After years muffled by the repressive former junta, National League for Democracy (NLD) members will attend the new parliament session, with violence in western Rakhine state, economic reform and foreign investment leading the agenda.
Parliament, still led by the military and its political allies, will discuss the deadly communal violence in June between communal Buddhist Rakhine and Muslim Rohingya which left dozens dead and tens of thousands homeless.
A state of emergency is still in place after the outbreak of violence, which prompted reformist President Thein Sein to warn it could damage the country's emergence from decades of military rule.
In a statement on the presidential website late Tuesday, Thein Sein stressed resolution to communal conflicts was the "foundation of the nation building process".

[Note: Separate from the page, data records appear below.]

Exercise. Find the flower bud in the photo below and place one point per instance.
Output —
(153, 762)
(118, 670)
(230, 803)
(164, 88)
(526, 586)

Also up for discussion will be the crafting of a new foreign investment law to govern the expected rush of overseas cash into the once secretive state and other measures to bolster Myanmar's long-neglected economy.
Opposition leader Aung San Suu Kyi, who will miss the first few sessions as she recovers from her gruelling European tour, said Tuesday the NLD will join "the legislative concert" and push for greater "transparency" once inside parliament.
The 67-year-old, who returned on Saturday from a triumphant five-nation European tour, was swept into parliament in landmark April by-elections that saw the NLD win 43 of the 44 seats it contested.
She will now travel to the capital Naypyidaw over the weekend, after visiting her constituency following more than a month's absence, to make her debut as an MP on Monday.
The session recasts the NLD from the role of dissidents to the heart of Myanmar's political decision making, offering an opportunity to shape policy as well as posing the challenge of governing for the first time.
"It (parliament) is the best stage to illustrate our efforts towards democracy," said the lower house MP Phyo Min Thein who won his seat in Hlegu township in Yangon region.
"As the main opposition in parliament we must strengthen our teamwork," he added.
The session resumes a day after around 20 political prisoners were included in a Myanmar jail amnesty.
The 88 Generation Students Group, which played a key part in a 1988 uprising against the former junta, said political inmates held around the country were among a group of 46 prisoners authorities began to release on Tuesday morning.
It is unclear how long the session will last as it is up to the speaker to call an end to proceedings.